In the Spotlight: The Emerging Practice of the 'Oncology Medical Home'
By Richard Scott
August 14, 2012
Are specialty practices the next stop on the medical home express? They very well could be, according to recent announcements from several healthcare organizations.
The medical home is expanding into at least one specialty -- oncology -- as the Centers for Medicare and Medicaid Innovation (CCMI) recently awarded a cancer center in New Mexico with a $19 million grant to research, develop and expand an oncology medical home model in an effort to seize upon the medical home's focus on integrated, patient-centered care.
The recipient of the grant is the New Mexico Cancer Center, led by CEO Dr. Barbara McAneny, which currently operates an "oncology physician-directed medical home" at its headquarters in Albuquerque. The New Mexico Cancer Center provides quality-based support services in house, such as avoiding duplication of care and providing patient education, that mark the medical home model.
"This project will create a group of loosely affiliated practices that will focus on the alignment of the multiple components to ensure quality care," said Dr. McAneny in a statement released by the Community Oncology Alliance (COA), where she is a board member. "I am confident that the better care provided by centralized comprehensive care will not only improve patient quality of life and prolong survival, but will also prove to be the most economical model for cancer care."
Oncology isn't the only specialty that could be a fit for the medical home, according to industry data. A 2010 study from the New England Journal of Medicine
found that some specialty practices in cardiology, pulmonology and endocrinology serve as the main source of primary care. Other specialty areas where the medical home may fit include cardiology, nephrology and psychiatry.A True Trend?
In the face of speculation about other specialties considering an adoption of the medical home model, the CMMI grant for the oncology medical home marks the largest amount of federal grant money devoted to a specialty medical home. This is something that the COA plans to expand upon.
"Dr. McAneny's award will give us a roadmap of this protocol for more beneficial patient care," said Ted Okon, COA executive director. "COA is working with key stakeholders -- patient, providers and payers -- to develop an oncology medical home program as a means for providing better, more economical, community-based cancer care."
Implementation of the oncology medical home begins at New Mexico Cancer Center, and is expected to expand to six other practices within the next six months.
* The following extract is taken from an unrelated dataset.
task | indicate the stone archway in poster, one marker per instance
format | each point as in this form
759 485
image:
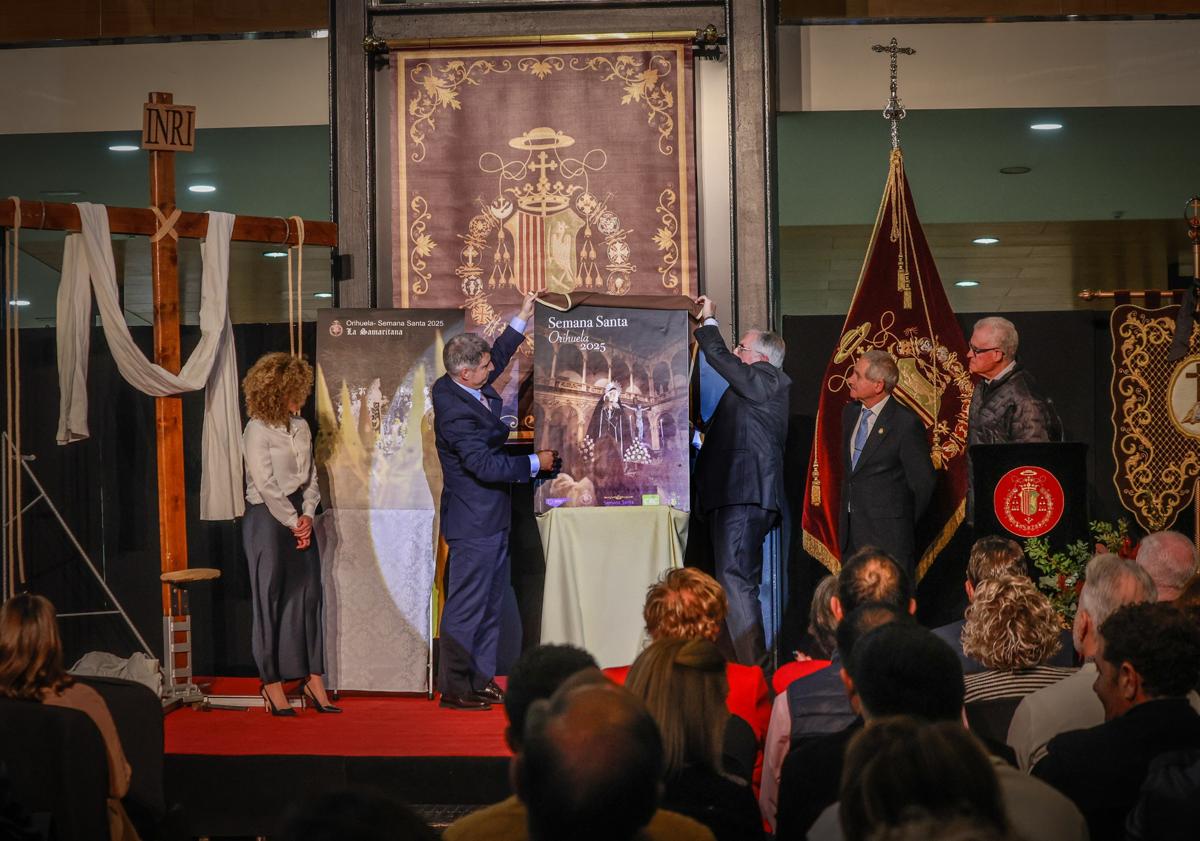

There are several elements of the oncology medical home that will impact the Cancer Center, including:
- Expansion of staff and hours of operation.
- Strict use of medical necessity guidelines for hospital inpatient admissions.
- Outpatient discharge policies and procedures.
- Data tracking to compare results with those of control groups.
"By the end of the third year, it is NMCC's goal to have a good understanding of all facets of cancer care costs so they can provide a bundled payment mechanism," reads the NMCC statement.
Through it medical home-based efforts, New Mexico Cancer Center seeks to limit unnecessary and avoidable cost expenditures, such as unneeded emergency department services and unnecessary hospital admissions.